TJ: Exactly. So, logically:
R: If she weighs the same as a duck, she's made of wood!
TJ: And therefore?
(confused pause)
R: A witch!


  1. These are very bad studies, and I think that the PHQ-9 might be the most depressing thing ever invented. I can't help thinking, though, that there ought to be a better way to integrate care. if only because so many people with really serious mental health problems get such bad medical care.

  2. Great idea for a new study! Does the PHQ-9 cause depression in clinicians?

    One hopeful type of integrated care is the CoMeBeh project, at the University of Iowa, in which primary care is provided by physicians rotating through the psychiatry clinic, rather than the other way around. See: http://thepracticalpsychosomaticist.com/2013/11/20/comebeh-follow-up-further-on/

  3. I find reading about collaborative care to be boring and I won't do it (I don't meant this blog). I do, however, use the PhQ-9 and the GAD-7 in my outpt practice which is mostly psychotherapy. Why? I worked for a non-profit HMO (not Kaiser but it could have been) and got used to it. We HAD to use it unless a pt absolutely refused and few did. I learned things about my pts by using it and I could follow their progress and so could they-- I'm too tired from a long day to fully explain why I still use it when i don't have to any longer (I'm my own boss now) but I still learn a lot by using it.
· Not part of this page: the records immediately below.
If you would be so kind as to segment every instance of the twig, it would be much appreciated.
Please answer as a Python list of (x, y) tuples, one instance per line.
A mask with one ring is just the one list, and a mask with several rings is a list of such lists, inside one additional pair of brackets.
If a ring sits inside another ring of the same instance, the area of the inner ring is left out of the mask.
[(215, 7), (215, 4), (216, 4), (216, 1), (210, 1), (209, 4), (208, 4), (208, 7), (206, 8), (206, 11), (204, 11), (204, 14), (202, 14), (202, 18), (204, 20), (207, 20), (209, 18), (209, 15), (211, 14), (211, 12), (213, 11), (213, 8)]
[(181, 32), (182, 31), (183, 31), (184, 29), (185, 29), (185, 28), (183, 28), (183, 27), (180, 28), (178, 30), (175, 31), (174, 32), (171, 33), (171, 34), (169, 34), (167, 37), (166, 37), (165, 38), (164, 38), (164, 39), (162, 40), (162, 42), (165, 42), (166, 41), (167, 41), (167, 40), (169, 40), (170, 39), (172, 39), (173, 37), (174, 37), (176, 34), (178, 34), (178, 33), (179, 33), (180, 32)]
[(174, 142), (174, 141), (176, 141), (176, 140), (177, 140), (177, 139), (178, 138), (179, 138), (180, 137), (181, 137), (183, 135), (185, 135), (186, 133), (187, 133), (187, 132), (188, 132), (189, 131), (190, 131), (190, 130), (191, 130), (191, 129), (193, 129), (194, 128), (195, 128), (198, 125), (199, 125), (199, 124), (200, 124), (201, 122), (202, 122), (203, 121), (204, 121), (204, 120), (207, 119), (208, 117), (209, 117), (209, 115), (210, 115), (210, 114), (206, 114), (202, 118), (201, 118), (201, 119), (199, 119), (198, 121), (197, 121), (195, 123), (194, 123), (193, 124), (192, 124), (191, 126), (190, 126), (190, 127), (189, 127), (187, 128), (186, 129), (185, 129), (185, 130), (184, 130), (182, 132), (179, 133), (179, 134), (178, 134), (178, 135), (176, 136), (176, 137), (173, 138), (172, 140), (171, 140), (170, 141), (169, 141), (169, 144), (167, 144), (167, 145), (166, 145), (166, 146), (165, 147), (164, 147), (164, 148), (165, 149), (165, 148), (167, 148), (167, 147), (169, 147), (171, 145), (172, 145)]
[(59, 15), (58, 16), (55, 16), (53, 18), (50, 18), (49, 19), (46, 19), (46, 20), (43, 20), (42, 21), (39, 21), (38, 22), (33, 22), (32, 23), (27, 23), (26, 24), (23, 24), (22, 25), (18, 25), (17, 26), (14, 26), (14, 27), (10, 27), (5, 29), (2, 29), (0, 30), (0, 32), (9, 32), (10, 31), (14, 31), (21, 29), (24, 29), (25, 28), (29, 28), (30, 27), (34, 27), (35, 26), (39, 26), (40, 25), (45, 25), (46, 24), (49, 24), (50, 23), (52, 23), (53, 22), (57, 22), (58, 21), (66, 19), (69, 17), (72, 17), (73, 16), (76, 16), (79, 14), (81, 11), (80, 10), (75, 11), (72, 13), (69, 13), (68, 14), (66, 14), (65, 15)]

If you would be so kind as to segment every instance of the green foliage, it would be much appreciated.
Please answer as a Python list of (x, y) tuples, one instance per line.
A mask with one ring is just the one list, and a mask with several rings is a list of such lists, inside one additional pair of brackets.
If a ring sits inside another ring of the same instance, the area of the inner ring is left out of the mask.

  4. I think that the PHQ-9 might cause depression in patients myself.

    I once went to a patient education program at Man's Greatest Hospital where they showed a video and did a little survey asking for feedback on how well a physician communicated with the patient. I think that the doctor was reviewing a PHQ-9 and offering psychological and medication options. The doctor was doing everything that they were trying to evaluate her on, but I still wrote that she didn't, because she seemed so lifeless. Getting all of the individual interventions right did not make the whole person effective.

    And I always overthink those questions and screw them up. I took some sort of psychological test once when I was pretty depressed where they asked "Do you feel that you are losing your mind?" I was depressed and having a hard time concentrating and reading and thinking, so I answered truthfully that I felt like I was losing my mind. This frightened the postdoc doing the assessment until I explained what I meant on follow-up. Luckily, this was semi-structured testing.

    In my utopia, there would be either psychiatrists or psychiatrists integreated into pediatrician's offices. Every child would have an annual well-child psychological exam so that evaluating developmental milestones wasn't left to general practice pediatricians.

    I think it might catch serious problems earlier while allowing for watchful waiting and normalize the experience of seeing a mental health professional. Wishful thinking, I know.